Intense light, dial in 88%, 3 cameras different angles, a grey curtain, a pedestal, a radio and a bible, 2 litres of sprite replaced with water and two slices of left over pizza from last night. Cold.
What I created resembles double vision auditory nightmare scene from 66 scenes from america - Jorgen Leth, which was unbeknownst to me at the time, my algorithm fed me that later that afternoon. I was merely creating an art work as a nod to Nam June Paik and David Byrne. An assortment of loose concepts interwoven. The idea has meaning in the sense of the world of internet culture. Loneliness and anxiety fed by the hyper capitalistic world of today. A Mukbang if you will, for a world forever consuming, food and content all tangled into one. Ive always had an issue with my weight and appearance, In doing this I immortalize that pain and stress. Release it in a way. Forever connected but alone, Tuning into pockets of life but not really experiencing, always hungry for it, but what is it?
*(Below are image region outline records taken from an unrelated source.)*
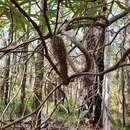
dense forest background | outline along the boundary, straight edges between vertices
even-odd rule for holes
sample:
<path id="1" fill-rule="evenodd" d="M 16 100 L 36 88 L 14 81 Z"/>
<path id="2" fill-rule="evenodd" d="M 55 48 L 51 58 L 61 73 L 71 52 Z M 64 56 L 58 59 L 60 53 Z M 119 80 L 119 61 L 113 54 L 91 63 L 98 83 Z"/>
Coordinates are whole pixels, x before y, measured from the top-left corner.
<path id="1" fill-rule="evenodd" d="M 0 130 L 130 130 L 129 0 L 0 0 Z"/>

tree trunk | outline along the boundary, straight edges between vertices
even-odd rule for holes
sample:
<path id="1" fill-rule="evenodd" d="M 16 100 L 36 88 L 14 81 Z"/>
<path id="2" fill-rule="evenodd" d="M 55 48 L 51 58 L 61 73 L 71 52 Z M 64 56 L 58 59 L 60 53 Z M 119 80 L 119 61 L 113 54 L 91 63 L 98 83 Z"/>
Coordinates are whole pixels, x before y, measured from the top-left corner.
<path id="1" fill-rule="evenodd" d="M 91 52 L 93 58 L 93 66 L 90 72 L 101 72 L 104 70 L 104 49 L 98 50 L 104 45 L 106 19 L 103 17 L 97 18 L 94 25 L 89 28 L 84 37 L 83 45 Z M 98 50 L 96 52 L 96 50 Z M 86 68 L 86 62 L 83 60 L 82 70 Z M 94 117 L 94 125 L 96 125 L 101 118 L 101 96 L 103 75 L 97 77 L 93 75 L 81 77 L 81 89 L 83 104 L 88 107 L 86 117 L 92 119 Z"/>
<path id="2" fill-rule="evenodd" d="M 105 48 L 104 52 L 104 68 L 107 69 L 110 65 L 110 47 Z M 110 74 L 104 75 L 103 83 L 103 130 L 110 130 L 109 121 L 109 90 L 110 90 Z"/>
<path id="3" fill-rule="evenodd" d="M 44 50 L 43 46 L 39 47 L 39 51 L 37 53 L 36 57 L 36 63 L 35 63 L 35 82 L 34 82 L 34 98 L 33 98 L 33 110 L 37 109 L 40 105 L 40 102 L 42 101 L 42 85 L 43 85 L 43 67 L 44 67 Z M 37 111 L 33 115 L 33 128 L 37 128 L 37 130 L 40 130 L 40 124 L 41 124 L 41 110 Z"/>

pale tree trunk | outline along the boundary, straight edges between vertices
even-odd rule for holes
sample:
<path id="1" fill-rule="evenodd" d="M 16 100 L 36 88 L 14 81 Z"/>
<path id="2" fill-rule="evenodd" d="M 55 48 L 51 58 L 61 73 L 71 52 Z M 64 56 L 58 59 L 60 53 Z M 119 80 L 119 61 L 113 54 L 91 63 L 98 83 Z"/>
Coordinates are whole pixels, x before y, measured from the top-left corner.
<path id="1" fill-rule="evenodd" d="M 104 51 L 104 69 L 107 69 L 110 65 L 110 47 L 106 47 Z M 109 100 L 110 100 L 110 74 L 104 75 L 103 83 L 103 130 L 110 130 L 109 121 Z"/>
<path id="2" fill-rule="evenodd" d="M 103 17 L 97 18 L 95 24 L 89 28 L 84 37 L 84 47 L 89 51 L 94 51 L 104 45 L 106 19 Z M 93 57 L 93 55 L 92 55 Z M 104 70 L 104 49 L 97 51 L 93 58 L 93 67 L 90 72 L 101 72 Z M 82 69 L 86 68 L 86 63 L 82 63 Z M 101 96 L 103 75 L 95 77 L 93 75 L 82 76 L 81 79 L 81 95 L 83 104 L 88 106 L 87 118 L 91 119 L 94 116 L 94 125 L 101 119 Z M 97 93 L 99 92 L 99 93 Z M 88 100 L 89 99 L 89 100 Z"/>
<path id="3" fill-rule="evenodd" d="M 9 35 L 8 36 L 8 44 L 10 44 L 10 42 L 12 42 L 12 26 L 11 26 L 11 24 L 10 24 L 8 35 Z M 9 81 L 10 81 L 9 75 L 10 75 L 10 54 L 7 54 L 6 61 L 5 61 L 4 81 L 3 81 L 5 105 L 7 105 L 8 101 L 9 101 Z"/>
<path id="4" fill-rule="evenodd" d="M 39 51 L 37 53 L 36 57 L 36 63 L 35 63 L 35 81 L 34 81 L 34 98 L 33 98 L 33 110 L 37 109 L 42 101 L 42 86 L 43 86 L 43 67 L 44 67 L 44 50 L 43 46 L 39 47 Z M 37 130 L 40 130 L 40 124 L 41 124 L 41 110 L 37 111 L 33 115 L 33 128 L 37 128 Z"/>
<path id="5" fill-rule="evenodd" d="M 29 10 L 28 13 L 30 14 L 30 10 L 31 10 L 31 3 L 29 2 Z M 27 36 L 26 39 L 29 39 L 29 32 L 30 32 L 30 27 L 27 26 Z M 23 76 L 23 80 L 22 80 L 22 84 L 21 84 L 21 95 L 20 95 L 20 111 L 19 114 L 23 115 L 24 114 L 24 108 L 25 108 L 25 98 L 26 98 L 26 80 L 27 80 L 27 58 L 28 58 L 28 45 L 26 45 L 23 49 L 22 49 L 23 53 L 23 70 L 24 71 L 24 76 Z"/>

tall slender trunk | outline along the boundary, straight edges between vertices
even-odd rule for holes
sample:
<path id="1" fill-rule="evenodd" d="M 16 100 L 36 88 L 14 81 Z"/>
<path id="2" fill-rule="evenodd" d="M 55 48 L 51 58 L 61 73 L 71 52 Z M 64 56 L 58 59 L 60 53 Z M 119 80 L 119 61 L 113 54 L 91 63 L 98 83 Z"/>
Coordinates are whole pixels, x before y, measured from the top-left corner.
<path id="1" fill-rule="evenodd" d="M 35 82 L 34 82 L 34 98 L 33 98 L 33 110 L 37 109 L 42 101 L 42 85 L 43 85 L 43 67 L 44 67 L 44 49 L 41 44 L 36 57 L 35 63 Z M 33 128 L 40 130 L 41 124 L 41 110 L 37 111 L 33 115 Z"/>
<path id="2" fill-rule="evenodd" d="M 5 96 L 4 102 L 5 105 L 8 104 L 8 94 L 9 94 L 9 73 L 10 73 L 10 55 L 6 56 L 6 68 L 5 68 L 5 79 L 4 79 L 4 87 L 5 87 Z"/>
<path id="3" fill-rule="evenodd" d="M 104 52 L 104 68 L 107 69 L 110 65 L 110 47 L 105 48 Z M 103 83 L 103 130 L 110 130 L 109 121 L 109 90 L 110 90 L 110 74 L 104 75 Z"/>
<path id="4" fill-rule="evenodd" d="M 84 37 L 84 47 L 87 50 L 94 52 L 94 54 L 91 53 L 93 58 L 93 67 L 90 70 L 91 72 L 101 72 L 104 70 L 104 49 L 101 49 L 100 47 L 104 45 L 106 22 L 106 19 L 103 17 L 97 18 L 94 25 L 89 28 Z M 83 61 L 82 67 L 84 69 L 86 68 L 85 61 Z M 83 102 L 86 103 L 89 110 L 86 116 L 91 119 L 94 114 L 94 125 L 96 125 L 101 118 L 102 83 L 103 75 L 99 77 L 93 75 L 82 76 L 81 78 L 82 93 L 84 93 Z"/>

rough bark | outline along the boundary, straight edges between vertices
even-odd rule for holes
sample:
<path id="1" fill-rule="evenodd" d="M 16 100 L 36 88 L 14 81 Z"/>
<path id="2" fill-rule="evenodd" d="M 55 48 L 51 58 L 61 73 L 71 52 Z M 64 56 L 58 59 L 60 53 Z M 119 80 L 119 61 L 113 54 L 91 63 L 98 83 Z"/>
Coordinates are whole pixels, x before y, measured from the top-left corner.
<path id="1" fill-rule="evenodd" d="M 91 57 L 93 58 L 93 67 L 90 70 L 91 72 L 101 72 L 104 70 L 104 49 L 98 49 L 104 45 L 106 23 L 107 21 L 103 17 L 97 18 L 94 25 L 88 29 L 86 35 L 84 36 L 84 47 L 88 51 L 93 52 L 91 53 Z M 82 61 L 82 70 L 85 70 L 87 65 L 84 60 Z M 92 75 L 82 76 L 80 80 L 83 99 L 82 102 L 88 107 L 88 112 L 85 116 L 89 119 L 94 118 L 93 123 L 96 125 L 101 118 L 103 75 L 99 77 Z"/>
<path id="2" fill-rule="evenodd" d="M 42 85 L 43 85 L 43 67 L 44 67 L 44 50 L 41 45 L 36 57 L 35 63 L 35 82 L 34 82 L 34 98 L 33 98 L 33 110 L 37 109 L 42 101 Z M 38 127 L 41 124 L 41 110 L 37 111 L 33 117 L 33 128 Z M 40 130 L 40 126 L 37 128 Z"/>

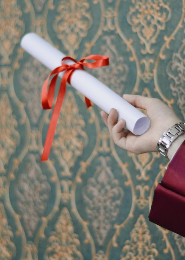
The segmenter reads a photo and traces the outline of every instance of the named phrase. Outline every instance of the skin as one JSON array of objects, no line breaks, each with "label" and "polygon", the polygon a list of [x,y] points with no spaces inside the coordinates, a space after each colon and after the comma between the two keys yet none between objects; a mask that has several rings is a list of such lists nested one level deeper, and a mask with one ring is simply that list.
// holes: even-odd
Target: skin
[{"label": "skin", "polygon": [[[124,94],[123,97],[135,107],[146,110],[145,114],[150,120],[147,130],[141,135],[135,135],[124,129],[125,121],[123,119],[117,122],[116,109],[111,108],[109,115],[103,110],[101,111],[111,138],[116,144],[127,151],[138,154],[157,151],[157,142],[163,133],[182,121],[172,109],[158,99],[128,94]],[[182,135],[172,143],[168,153],[170,159],[185,139],[185,135]]]}]

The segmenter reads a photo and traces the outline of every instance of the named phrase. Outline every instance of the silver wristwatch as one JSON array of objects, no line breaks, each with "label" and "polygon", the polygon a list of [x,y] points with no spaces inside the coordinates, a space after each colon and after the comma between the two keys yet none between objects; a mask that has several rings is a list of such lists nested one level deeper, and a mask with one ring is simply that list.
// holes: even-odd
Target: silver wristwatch
[{"label": "silver wristwatch", "polygon": [[177,123],[168,129],[158,141],[157,148],[161,154],[169,160],[167,153],[172,144],[177,137],[185,132],[185,122]]}]

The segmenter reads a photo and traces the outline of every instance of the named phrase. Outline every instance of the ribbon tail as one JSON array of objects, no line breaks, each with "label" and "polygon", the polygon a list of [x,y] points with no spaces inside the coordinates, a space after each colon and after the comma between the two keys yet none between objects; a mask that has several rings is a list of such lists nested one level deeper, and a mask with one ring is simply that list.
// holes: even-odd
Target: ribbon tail
[{"label": "ribbon tail", "polygon": [[66,71],[65,72],[60,84],[57,101],[51,116],[42,154],[40,159],[41,161],[47,161],[49,155],[61,107],[65,96],[66,82],[69,74],[69,72],[71,73],[70,71],[69,72]]},{"label": "ribbon tail", "polygon": [[86,103],[86,105],[87,105],[87,106],[88,108],[89,107],[90,107],[92,106],[92,104],[91,104],[91,102],[87,98],[86,98],[86,96],[85,97],[85,100]]}]

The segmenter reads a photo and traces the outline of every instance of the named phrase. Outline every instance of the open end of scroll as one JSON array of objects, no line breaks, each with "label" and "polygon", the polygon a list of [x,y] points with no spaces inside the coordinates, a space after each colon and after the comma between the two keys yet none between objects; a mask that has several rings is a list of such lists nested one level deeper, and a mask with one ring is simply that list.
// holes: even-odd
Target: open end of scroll
[{"label": "open end of scroll", "polygon": [[150,119],[146,116],[143,116],[136,121],[133,131],[133,133],[136,135],[144,133],[150,125]]}]

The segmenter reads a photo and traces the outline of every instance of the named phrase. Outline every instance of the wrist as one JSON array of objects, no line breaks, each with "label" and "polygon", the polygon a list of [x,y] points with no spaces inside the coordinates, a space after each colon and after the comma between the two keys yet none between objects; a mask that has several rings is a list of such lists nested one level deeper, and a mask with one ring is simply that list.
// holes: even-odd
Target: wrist
[{"label": "wrist", "polygon": [[[158,150],[170,160],[185,139],[184,133],[185,122],[181,121],[175,124],[163,133],[158,142]],[[171,147],[172,144],[174,145]]]},{"label": "wrist", "polygon": [[168,156],[170,160],[172,159],[175,153],[185,140],[185,134],[179,137],[172,144],[168,149]]}]

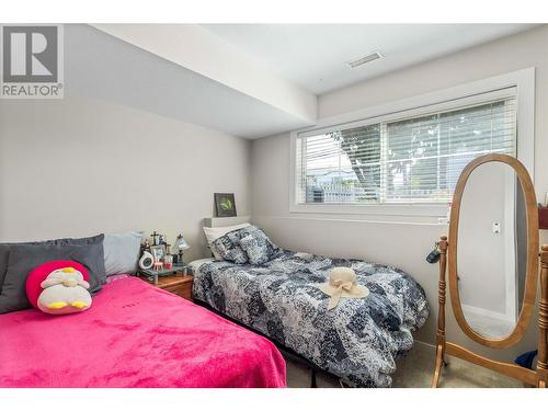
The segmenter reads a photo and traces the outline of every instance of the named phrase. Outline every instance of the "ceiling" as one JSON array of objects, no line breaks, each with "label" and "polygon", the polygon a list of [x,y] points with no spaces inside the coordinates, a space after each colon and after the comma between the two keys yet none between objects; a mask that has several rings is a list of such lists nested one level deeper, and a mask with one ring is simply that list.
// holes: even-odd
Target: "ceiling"
[{"label": "ceiling", "polygon": [[[203,27],[315,94],[534,27],[533,24],[205,24]],[[355,69],[345,61],[379,50]]]},{"label": "ceiling", "polygon": [[312,124],[84,24],[65,25],[65,83],[66,96],[105,100],[250,139]]}]

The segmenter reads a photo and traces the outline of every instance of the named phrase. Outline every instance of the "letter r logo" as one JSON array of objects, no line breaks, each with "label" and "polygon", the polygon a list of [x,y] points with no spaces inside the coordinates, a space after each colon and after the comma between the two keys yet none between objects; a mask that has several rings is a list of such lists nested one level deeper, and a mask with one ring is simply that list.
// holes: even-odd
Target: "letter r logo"
[{"label": "letter r logo", "polygon": [[57,26],[3,26],[4,82],[57,82]]}]

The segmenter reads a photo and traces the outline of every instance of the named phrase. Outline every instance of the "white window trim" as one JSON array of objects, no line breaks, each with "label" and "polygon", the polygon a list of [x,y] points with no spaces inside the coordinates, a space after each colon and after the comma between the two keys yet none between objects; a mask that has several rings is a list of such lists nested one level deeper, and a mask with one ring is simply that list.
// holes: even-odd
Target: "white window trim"
[{"label": "white window trim", "polygon": [[[292,132],[289,139],[289,213],[445,217],[447,215],[447,205],[445,204],[297,204],[297,136],[315,135],[318,132],[327,132],[341,125],[357,127],[380,122],[399,121],[429,114],[433,111],[439,112],[458,109],[463,105],[492,101],[493,96],[507,96],[507,89],[510,88],[515,88],[515,93],[512,93],[512,95],[516,98],[517,159],[525,165],[532,180],[535,181],[535,68],[530,67],[410,99],[326,117],[318,121],[315,126]],[[486,93],[489,94],[486,95]]]}]

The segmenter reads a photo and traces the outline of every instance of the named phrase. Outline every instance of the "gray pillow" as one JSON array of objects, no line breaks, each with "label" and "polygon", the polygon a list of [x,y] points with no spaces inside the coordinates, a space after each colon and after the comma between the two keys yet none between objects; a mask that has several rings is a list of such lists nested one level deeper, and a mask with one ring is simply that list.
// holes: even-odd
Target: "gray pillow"
[{"label": "gray pillow", "polygon": [[106,283],[103,236],[93,244],[12,244],[8,271],[0,294],[0,313],[30,308],[25,283],[28,273],[41,264],[56,260],[73,260],[89,274],[90,293],[95,294]]},{"label": "gray pillow", "polygon": [[240,247],[248,255],[250,264],[264,264],[279,255],[282,249],[275,246],[260,228],[251,226],[240,231]]},{"label": "gray pillow", "polygon": [[8,260],[12,246],[39,246],[39,244],[94,244],[102,241],[103,235],[84,238],[59,238],[57,240],[31,241],[31,242],[3,242],[0,243],[0,292],[2,290],[5,272],[8,271]]},{"label": "gray pillow", "polygon": [[222,260],[231,261],[236,264],[246,264],[248,256],[238,243],[241,230],[243,228],[227,232],[225,236],[214,240],[210,246],[214,254],[217,253]]},{"label": "gray pillow", "polygon": [[142,232],[105,235],[103,241],[106,276],[133,274],[139,262]]}]

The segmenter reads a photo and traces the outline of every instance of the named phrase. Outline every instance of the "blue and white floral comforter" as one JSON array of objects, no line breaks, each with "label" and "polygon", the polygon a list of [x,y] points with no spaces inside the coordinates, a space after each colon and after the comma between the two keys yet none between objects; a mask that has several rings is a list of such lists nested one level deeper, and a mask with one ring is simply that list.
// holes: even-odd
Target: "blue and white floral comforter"
[{"label": "blue and white floral comforter", "polygon": [[[362,299],[329,296],[315,285],[351,266],[369,288]],[[270,336],[322,369],[366,387],[389,387],[395,358],[413,345],[429,317],[422,287],[400,270],[358,260],[283,251],[263,264],[214,261],[194,274],[194,298]]]}]

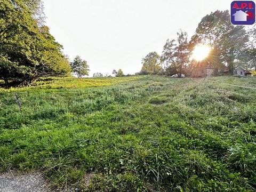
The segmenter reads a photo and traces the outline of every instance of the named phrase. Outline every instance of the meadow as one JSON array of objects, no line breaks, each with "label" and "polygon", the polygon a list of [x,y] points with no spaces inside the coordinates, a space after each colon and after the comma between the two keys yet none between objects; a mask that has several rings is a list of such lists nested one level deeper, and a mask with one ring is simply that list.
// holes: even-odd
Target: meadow
[{"label": "meadow", "polygon": [[2,172],[84,191],[256,190],[256,90],[227,85],[255,77],[37,83],[0,89]]}]

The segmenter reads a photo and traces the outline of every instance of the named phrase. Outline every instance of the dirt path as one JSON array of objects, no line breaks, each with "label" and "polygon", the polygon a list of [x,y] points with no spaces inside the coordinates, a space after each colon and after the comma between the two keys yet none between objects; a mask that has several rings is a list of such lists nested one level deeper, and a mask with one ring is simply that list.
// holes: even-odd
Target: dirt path
[{"label": "dirt path", "polygon": [[0,173],[1,192],[50,192],[42,174],[20,175],[10,171]]}]

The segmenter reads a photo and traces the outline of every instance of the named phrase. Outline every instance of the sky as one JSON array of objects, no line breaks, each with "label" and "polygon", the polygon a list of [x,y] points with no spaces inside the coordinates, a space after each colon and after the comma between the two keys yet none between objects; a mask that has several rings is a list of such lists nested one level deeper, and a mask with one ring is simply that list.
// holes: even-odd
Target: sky
[{"label": "sky", "polygon": [[161,54],[179,29],[194,34],[201,19],[229,10],[231,0],[43,0],[46,25],[72,61],[87,61],[90,76],[139,72],[148,53]]}]

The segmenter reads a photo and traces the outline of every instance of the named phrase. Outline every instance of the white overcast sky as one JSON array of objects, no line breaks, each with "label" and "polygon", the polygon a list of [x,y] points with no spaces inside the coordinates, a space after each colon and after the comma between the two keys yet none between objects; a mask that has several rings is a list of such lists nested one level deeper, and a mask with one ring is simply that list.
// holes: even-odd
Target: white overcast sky
[{"label": "white overcast sky", "polygon": [[229,10],[231,0],[44,0],[46,24],[64,53],[86,60],[90,76],[141,68],[151,51],[162,53],[179,29],[192,36],[201,19]]}]

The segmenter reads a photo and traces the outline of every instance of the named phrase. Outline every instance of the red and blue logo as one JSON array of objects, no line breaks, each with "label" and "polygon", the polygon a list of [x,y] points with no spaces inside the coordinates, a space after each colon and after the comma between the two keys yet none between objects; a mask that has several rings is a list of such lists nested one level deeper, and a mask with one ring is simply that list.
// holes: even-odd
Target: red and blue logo
[{"label": "red and blue logo", "polygon": [[252,1],[235,1],[231,4],[231,22],[233,25],[255,23],[255,3]]}]

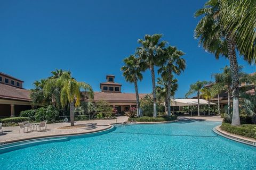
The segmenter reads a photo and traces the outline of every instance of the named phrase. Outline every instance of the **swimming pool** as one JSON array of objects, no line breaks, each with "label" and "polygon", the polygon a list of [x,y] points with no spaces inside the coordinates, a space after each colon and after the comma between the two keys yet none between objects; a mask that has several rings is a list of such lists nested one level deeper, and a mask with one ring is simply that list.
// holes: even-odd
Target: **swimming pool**
[{"label": "swimming pool", "polygon": [[255,169],[256,147],[217,135],[220,122],[116,125],[0,154],[1,169]]}]

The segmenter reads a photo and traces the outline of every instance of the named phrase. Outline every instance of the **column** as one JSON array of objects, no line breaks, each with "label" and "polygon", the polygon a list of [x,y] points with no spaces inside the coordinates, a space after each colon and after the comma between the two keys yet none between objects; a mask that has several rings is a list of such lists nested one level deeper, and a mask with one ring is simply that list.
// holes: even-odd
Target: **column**
[{"label": "column", "polygon": [[11,105],[11,117],[14,117],[14,105]]}]

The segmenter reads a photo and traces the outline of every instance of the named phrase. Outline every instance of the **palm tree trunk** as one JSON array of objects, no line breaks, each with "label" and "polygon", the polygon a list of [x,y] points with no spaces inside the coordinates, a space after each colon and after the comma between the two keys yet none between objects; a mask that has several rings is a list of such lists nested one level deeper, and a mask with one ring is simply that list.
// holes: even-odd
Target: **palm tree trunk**
[{"label": "palm tree trunk", "polygon": [[156,82],[155,81],[155,69],[154,65],[150,66],[151,76],[152,78],[152,87],[153,88],[153,101],[154,101],[154,110],[153,117],[156,117],[157,116],[156,112]]},{"label": "palm tree trunk", "polygon": [[74,101],[73,101],[70,103],[70,105],[69,105],[69,108],[70,110],[70,123],[71,123],[70,125],[71,126],[75,126],[75,123],[74,122]]},{"label": "palm tree trunk", "polygon": [[[168,84],[167,87],[167,104],[168,116],[171,116],[171,86],[172,83],[172,78],[170,75],[168,75]],[[173,112],[174,113],[174,112]]]},{"label": "palm tree trunk", "polygon": [[140,117],[140,98],[139,97],[139,92],[138,91],[137,80],[135,78],[134,80],[135,92],[136,93],[136,103],[137,104],[137,117]]},{"label": "palm tree trunk", "polygon": [[197,92],[197,116],[200,116],[200,104],[199,104],[200,94]]},{"label": "palm tree trunk", "polygon": [[230,93],[228,89],[228,115],[230,113]]},{"label": "palm tree trunk", "polygon": [[218,94],[218,113],[219,113],[219,115],[220,115],[220,95],[219,94]]},{"label": "palm tree trunk", "polygon": [[208,115],[210,115],[210,99],[208,99]]},{"label": "palm tree trunk", "polygon": [[236,59],[236,46],[234,40],[231,38],[230,33],[227,36],[228,42],[228,56],[230,63],[231,76],[232,79],[232,96],[233,97],[233,112],[231,125],[237,126],[240,125],[239,116],[239,76],[238,64]]}]

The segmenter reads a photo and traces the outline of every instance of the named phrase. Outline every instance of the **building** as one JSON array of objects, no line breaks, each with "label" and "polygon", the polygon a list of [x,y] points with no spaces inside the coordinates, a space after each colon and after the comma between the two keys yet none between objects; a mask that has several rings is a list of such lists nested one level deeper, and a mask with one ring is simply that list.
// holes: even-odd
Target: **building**
[{"label": "building", "polygon": [[[129,110],[132,107],[137,106],[136,95],[135,94],[122,92],[122,84],[115,82],[115,75],[107,75],[107,81],[100,84],[101,91],[94,92],[94,99],[85,100],[96,103],[101,100],[107,101],[117,110],[117,114],[121,115],[125,110]],[[141,99],[146,94],[139,94]]]},{"label": "building", "polygon": [[30,91],[22,88],[23,82],[0,72],[0,117],[19,116],[31,109]]}]

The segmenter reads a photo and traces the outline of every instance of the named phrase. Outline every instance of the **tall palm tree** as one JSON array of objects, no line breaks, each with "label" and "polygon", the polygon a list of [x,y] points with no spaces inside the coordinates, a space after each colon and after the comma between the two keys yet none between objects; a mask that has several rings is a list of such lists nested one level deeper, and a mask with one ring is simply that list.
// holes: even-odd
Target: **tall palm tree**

The bible? Meaning in life? Sure that’s it. Gone are the days of saying grace for most. But if you have forgotten how do not fret, because the internet has you covered. The internet changed the world and where you can look for meaning, just like Jesus did.
Did either of them fix anything? Not that I can tell yet.
Am i having some kind of delusion of grandeur, that my art will culminate into something one day? I want this work to be projected somewhere. Ill start with my lounge room and work on a gallery exhibit. Bring about a new form of spiritualism for myself. Maybe the end goal is to find a community of like minded internet weirdos. I will continue to create this organized chaos to ease my mind. Bringing about a zen like state as I battle against time. Time to create things I care about vs time spent doing life's chores. My true enemy, Menial tasks, Working etc. My true purpose is and always will be creating.
There was more but as always my mind is fleeting and if I do not write thoughts down at the time. Then the sink hole somewhere in the middle of my brain sucks the thoughts right out of my head. Possibly regurgitated at a later date, I may remember more some time next June. But that is for the world to decide.